Sometimes when I was younger, I would wake up in the morning to pancakes that my mother made. I learned through the years that whenever those chocolate chip pancakes were made,my mother,always tried sugarcoating me. Those  pancakes meant that daddy had to leave and didn't known when he was coming back. My mother always thought it would be easier the way, it maybe was when I was litter. Now I just hate them. Hate the smell, taste, even looking at them. 

I see one after another of men in army uniforms. None of which are my dad. I am also getting impatient to see him as I push through a number of people to be closer to the entrance where they were coming in. 

I look over at that family from earlier. Those children will learn just like I did. Military is a different universe;you cannot just have a cookie cutter family with a picket fence and two lab dogs. When enlisted, and when the military calls you go running. 

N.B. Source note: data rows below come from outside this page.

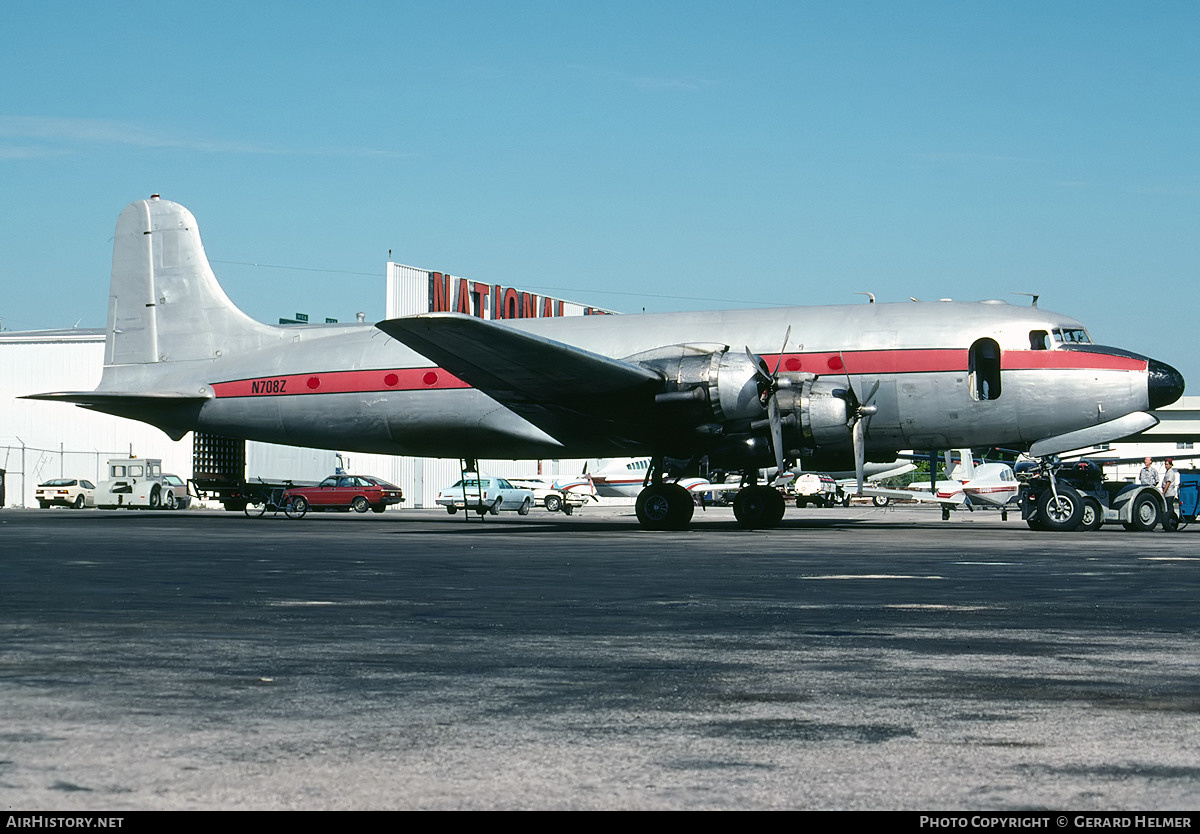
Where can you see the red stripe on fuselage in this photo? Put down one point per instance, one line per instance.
(341, 382)
(925, 360)
(941, 360)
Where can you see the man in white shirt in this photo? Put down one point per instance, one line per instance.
(1149, 474)
(1171, 493)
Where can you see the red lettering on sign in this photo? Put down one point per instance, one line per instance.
(441, 292)
(463, 305)
(481, 291)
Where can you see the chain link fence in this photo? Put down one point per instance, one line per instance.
(22, 468)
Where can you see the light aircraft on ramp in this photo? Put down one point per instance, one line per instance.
(829, 387)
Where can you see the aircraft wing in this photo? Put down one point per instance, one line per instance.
(564, 390)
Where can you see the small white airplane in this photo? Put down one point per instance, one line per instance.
(985, 485)
(856, 384)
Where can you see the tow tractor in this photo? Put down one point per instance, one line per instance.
(1057, 496)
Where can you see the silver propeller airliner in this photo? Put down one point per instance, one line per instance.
(828, 388)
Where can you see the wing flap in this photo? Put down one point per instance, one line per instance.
(562, 389)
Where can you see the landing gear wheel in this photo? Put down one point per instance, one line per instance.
(759, 508)
(1092, 516)
(664, 507)
(1145, 514)
(1060, 513)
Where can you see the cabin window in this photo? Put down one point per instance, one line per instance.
(1071, 336)
(984, 366)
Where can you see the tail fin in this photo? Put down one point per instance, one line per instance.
(165, 303)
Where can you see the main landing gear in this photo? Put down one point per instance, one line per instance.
(670, 507)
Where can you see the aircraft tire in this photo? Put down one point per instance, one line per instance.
(1146, 514)
(1092, 517)
(664, 507)
(759, 508)
(1062, 513)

That is why I promised myself that I would never fall in love with a man in the uniform like my mom did. I couldn't go through all the pain I watched my mom go through... The pain and depression when my dad was away. Even though she tried so hard not to show she was hurting. I could see it in her face and eyes. Even at a young age I knew. I tried my hardest to always keep her laughing. My putting on magic shows, plays, playing barbie dolls, house, teacher.